AUC in ordinal logistic regression I'm using 2 kind of logistic regression - one is the simple type, for binary classification, and the other is ordinal logistic regression. For calculating the accuracy of the first, I used cross-validation, where I computed the AUC for each fold and than calculated the mean AUC.
How can I do it for the ordinal logistic regression? I've heard about generalized ROC for multi-class  predictors, but I'm not sure how to compute it.
Thanks!
 A: I only like the area under the ROC curve ($c$-index) because it happens to be a concordance probability.  $c$ is a building block of rank correlation coefficients.  For example, Somers' $D_{xy} = 2\times (c - \frac{1}{2})$.  For ordinal $Y$, $D_{xy}$ is an excellent measure of predictive discrimination, and the R rms package provides easy ways to get bootstrap overfitting-corrected estimates of $D_{xy}$.  You can backsolve for a generalized $c$-index (generalized AUROC).  There are reasons not to consider each level of $Y$ separately because this does not exploit the ordinal nature of $Y$.
In rms there are two functions for ordinal regression: lrm and orm, the latter handling continuous $Y$ and providing more distribution families (link functions) than proportional odds.
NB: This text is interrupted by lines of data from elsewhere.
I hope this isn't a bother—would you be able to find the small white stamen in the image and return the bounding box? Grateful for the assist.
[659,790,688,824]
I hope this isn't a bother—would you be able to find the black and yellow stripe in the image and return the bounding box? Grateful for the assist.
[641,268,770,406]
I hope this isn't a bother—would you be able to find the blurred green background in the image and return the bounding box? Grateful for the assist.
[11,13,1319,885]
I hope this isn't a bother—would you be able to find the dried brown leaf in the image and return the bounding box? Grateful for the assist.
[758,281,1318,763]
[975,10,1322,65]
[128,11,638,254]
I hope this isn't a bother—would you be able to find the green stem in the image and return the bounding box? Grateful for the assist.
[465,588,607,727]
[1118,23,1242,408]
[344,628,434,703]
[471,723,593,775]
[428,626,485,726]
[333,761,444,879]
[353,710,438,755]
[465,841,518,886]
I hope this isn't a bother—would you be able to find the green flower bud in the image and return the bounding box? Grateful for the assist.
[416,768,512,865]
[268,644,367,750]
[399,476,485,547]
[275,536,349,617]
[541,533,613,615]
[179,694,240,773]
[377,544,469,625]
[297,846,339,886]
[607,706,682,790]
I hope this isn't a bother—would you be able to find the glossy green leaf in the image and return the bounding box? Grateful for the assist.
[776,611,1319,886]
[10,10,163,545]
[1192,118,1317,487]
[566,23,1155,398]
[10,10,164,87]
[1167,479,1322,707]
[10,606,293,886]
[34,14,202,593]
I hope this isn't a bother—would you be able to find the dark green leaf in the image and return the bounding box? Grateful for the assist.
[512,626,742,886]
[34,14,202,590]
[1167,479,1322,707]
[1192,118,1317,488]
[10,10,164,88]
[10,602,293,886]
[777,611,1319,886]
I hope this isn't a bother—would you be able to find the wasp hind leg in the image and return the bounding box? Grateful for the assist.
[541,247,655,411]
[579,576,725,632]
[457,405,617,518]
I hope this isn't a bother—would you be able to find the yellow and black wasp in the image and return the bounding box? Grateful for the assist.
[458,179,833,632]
A: AUC  for ordinal regression is something tricky. You  might want to calculate the AUC for each class by creating dummies to  take value 1 for the class you are calculating the AUC and 0 for the rest of the other classes. If you have 4 classes then you will create 4 AUCs and plot them on the same graph. The main problem with this method is the fact that it penalizes miss-classification equally. Much more intuitively miss-classifying a class 1 into class 3 should be worst than miss-classifying class 1 into class 2.